July 08, 2008

Microsoft's cloud forms

Exchange, SharePoint, Office Communications, and other applications will run in Microsoft's datacenters and be sold by the seat this fall

At the Worldwide Partner Conference in Houston, Microsoft made its biggest foray yet into cloud computing with pricing and partnership arrangements for Microsoft Online Services, a family that includes Online versions of Exchange, SharePoint, Office Communications, Office Live Meeting, and Dynamics CRM.

Microsoft's uniform pricing and low subscription rates stand out. Whether Microsoft or its partner/resellers make the sale, the cost per seat for all of the above applications (not including Dynamics CRM) bundled together runs just $15 per seat per month. For browser-based versions of Exchange and SharePoint -- an offering that targets so-called "deskless" workers -- the price drops to a rock-bottom $3 per month per seat. In both cases, partner/resellers reap 12 percent of the first-year contract price plus 6 percent of the ongoing subscription fee.

[ Learn  more about what cloud computing really means and the new breed of utility computing and platform-as-a-service offerings. ]

According to Eron Kelly, Senior Director of Microsoft's Business Online Service Group, the new offerings "help customer deployment times shift from months to minutes." And for Microsoft partners, the pricing model "provides a way for them to participate in Microsoft's transformation to software plus services. They will be able to generate ongoing, recurring revenue streams."

The focus on Microsoft partners reveals a keen sensitivity to potential channel conflicts. Numerous partners already host Exchange and SharePoint for their customers and can continue to do so. In the new Online Business offering, however, Microsoft itself will also run multitenanted versions of Exchange, SharePoint, Office Communications, Office Live Meeting, and Dynamics CRM -- while enabling partners to customize, add value, and enjoy a slice of the revenue.

The value-adds apply mainly to Exchange and SharePoint. For example, said Kelly, partners could help customers set up Active Directory on premise and migrate an existing mail store to an instance of Exchange running on Microsoft servers. With SharePoint deployments, which typically involve significant customization, Microsoft will run the SharePoint core while partners help customers engage in such tasks as building templates that reflect their brand.

Kelly acknowledges that Microsoft's Online Services are not multitenanted across the board. If a customer needs a SharePoint template that runs custom code, for example, that template must run locally and call Microsoft's multitenanted instance of SharePoint via Web services APIs.
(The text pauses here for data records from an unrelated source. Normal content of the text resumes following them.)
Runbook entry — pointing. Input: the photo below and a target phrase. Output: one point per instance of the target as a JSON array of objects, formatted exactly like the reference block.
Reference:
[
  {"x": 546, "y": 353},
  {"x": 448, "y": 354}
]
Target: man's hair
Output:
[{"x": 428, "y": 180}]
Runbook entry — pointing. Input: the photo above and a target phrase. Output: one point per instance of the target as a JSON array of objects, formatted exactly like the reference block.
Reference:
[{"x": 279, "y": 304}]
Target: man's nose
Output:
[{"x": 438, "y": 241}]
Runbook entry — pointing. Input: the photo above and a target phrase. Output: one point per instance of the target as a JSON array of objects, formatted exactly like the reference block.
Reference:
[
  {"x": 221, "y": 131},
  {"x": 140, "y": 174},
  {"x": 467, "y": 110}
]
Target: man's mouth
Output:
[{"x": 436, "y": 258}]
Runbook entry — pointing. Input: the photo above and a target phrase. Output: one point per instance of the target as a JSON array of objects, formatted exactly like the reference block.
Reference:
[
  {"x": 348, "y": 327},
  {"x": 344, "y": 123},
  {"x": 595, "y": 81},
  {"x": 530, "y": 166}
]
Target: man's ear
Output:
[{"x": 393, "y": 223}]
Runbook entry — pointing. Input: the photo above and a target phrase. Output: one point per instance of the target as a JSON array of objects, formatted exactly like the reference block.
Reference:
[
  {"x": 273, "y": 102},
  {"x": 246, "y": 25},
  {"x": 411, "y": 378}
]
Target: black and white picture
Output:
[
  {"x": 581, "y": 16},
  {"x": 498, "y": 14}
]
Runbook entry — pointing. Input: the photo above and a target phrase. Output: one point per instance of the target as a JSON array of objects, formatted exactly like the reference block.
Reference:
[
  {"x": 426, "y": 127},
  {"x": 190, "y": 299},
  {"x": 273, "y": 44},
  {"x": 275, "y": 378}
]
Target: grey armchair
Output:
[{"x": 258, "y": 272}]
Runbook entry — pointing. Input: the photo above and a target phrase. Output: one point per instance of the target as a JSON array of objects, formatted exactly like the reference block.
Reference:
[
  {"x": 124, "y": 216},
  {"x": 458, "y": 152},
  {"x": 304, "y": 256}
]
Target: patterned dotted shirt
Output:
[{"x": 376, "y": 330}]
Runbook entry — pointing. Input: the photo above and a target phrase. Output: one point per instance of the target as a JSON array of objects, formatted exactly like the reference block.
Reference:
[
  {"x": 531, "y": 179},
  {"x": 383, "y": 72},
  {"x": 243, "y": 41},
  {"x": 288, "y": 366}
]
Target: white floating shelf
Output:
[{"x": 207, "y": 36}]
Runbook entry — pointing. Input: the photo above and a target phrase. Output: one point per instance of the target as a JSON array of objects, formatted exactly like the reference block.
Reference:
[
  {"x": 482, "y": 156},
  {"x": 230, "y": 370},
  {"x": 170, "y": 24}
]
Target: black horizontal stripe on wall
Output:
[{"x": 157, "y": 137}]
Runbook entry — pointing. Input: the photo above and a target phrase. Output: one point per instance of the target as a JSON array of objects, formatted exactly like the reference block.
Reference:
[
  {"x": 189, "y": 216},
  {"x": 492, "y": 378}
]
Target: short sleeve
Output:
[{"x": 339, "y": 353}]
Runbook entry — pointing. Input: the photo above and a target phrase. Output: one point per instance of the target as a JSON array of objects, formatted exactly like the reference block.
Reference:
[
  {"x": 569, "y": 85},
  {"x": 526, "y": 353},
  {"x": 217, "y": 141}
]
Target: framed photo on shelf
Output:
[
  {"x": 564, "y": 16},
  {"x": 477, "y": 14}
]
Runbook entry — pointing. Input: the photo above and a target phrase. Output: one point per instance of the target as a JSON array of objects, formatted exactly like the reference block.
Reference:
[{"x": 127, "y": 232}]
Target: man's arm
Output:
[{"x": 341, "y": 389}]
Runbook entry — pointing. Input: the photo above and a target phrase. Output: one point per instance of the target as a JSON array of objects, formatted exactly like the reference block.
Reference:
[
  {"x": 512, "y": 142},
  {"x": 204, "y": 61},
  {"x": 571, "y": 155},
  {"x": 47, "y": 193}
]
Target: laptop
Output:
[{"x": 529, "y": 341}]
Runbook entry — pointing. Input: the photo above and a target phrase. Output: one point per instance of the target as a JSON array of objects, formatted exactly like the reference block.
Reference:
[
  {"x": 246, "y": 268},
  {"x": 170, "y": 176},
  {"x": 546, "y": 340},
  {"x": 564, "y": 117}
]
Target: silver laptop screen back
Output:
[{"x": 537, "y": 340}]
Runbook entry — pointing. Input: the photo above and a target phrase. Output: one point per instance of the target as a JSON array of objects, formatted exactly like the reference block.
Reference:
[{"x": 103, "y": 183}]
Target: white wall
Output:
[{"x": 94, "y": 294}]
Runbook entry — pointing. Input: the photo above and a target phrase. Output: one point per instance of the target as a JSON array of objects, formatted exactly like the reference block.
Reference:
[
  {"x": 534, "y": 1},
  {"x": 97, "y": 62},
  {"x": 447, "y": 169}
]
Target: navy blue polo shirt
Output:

SaaS (software-as-a-service) companies like Salesforce, by contrast, have offered full multitenanted applications with self-service customization for years. Kelly provided no firm date, but asserted that eventually all features of Microsoft Online Services will be multitented.

Microsoft rattled off a long list of beta customers for Microsoft Online Services at the announcement, including Eddie Bauer and Nokia. The fully cooked version at the quoted per-seat prices will be available to all this fall. And according to Kelly, Microsoft's Global Foundation Services Group will ensure the company has enough datacenter capacity to handle the new load.

Eric Knorr is editor in chief at InfoWorld.